Violence against poor journalists, often those with cameras, continued during the interim period. A young Haitian photojournalist, Jean Ristil, who had photographed MINUSTAH (United Nations Stabilisation Mission in Haiti) and Haitian police violence in Cite Soleil, said that in November 2005 he was arrested for the second time. He was interrogated, tortured and had much of his equipment destroyed by police. On April 7, 2005, journalist Robenson Laraque died from injuries suffered while observing a clash between UN troops and members of the disbanded Haitian military in the city of Petit-Goave. Later that year unknown assailants murdered another Haitian journalist, Jacques Roche. His killing was exploited by the interim government to justify the vilification and imprisonment of a prominent liberation theologian and critic.

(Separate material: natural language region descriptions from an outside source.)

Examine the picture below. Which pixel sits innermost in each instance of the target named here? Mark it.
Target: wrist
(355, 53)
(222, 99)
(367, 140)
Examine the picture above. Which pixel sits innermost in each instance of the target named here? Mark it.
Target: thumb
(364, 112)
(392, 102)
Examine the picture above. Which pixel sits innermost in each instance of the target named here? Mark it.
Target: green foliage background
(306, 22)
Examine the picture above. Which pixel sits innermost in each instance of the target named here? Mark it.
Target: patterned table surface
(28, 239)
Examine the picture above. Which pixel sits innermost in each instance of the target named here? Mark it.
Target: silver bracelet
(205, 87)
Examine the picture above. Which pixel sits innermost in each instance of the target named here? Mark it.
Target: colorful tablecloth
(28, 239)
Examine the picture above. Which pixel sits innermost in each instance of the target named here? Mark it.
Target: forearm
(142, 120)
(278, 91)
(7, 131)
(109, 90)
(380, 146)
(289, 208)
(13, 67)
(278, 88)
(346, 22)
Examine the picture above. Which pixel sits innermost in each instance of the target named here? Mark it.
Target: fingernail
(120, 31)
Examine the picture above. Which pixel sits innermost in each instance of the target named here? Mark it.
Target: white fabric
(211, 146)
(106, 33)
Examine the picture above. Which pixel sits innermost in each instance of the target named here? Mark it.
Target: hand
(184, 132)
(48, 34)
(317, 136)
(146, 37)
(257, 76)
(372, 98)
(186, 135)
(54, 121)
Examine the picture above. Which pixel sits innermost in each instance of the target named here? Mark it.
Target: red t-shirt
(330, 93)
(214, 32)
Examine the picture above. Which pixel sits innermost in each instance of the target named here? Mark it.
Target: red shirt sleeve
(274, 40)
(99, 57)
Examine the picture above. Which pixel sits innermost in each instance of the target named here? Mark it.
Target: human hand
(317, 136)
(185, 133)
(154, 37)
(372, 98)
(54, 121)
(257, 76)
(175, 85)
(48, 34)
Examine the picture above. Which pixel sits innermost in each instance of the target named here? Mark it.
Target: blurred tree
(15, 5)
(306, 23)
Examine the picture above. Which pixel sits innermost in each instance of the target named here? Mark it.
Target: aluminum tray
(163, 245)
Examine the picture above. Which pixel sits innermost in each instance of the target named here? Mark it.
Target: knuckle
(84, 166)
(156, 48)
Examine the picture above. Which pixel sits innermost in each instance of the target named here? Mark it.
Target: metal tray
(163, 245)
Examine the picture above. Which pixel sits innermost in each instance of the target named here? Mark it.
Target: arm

The failure to achieve justice for the victims of violence by the interim government's forces and their armed supporters has been widely ignored by the corporate press, many academics and some "press freedom" groups like RSF that claim impartiality. The killers of Abdias Jean, much like the killers of thousands of Haitians after the coup of February 2004, remain at large. Concannon, a lead lawyer on the historic trial over the 1994 Raboteau massacre, observed, "Abdias Jean's killing is yet one more example of the double standard, where the lives of poor black men in Haiti matter least. Had he been a journalist with a prominent Haitian or foreign outlet visiting Cite de Dieu, he would have been eulogized for his courage in going into that neighborhood. But he was a poor journalist covering his neighbors, so he has been forgotten."
Mario Andersol, chief of the Haitian national police, was unavailable for comment.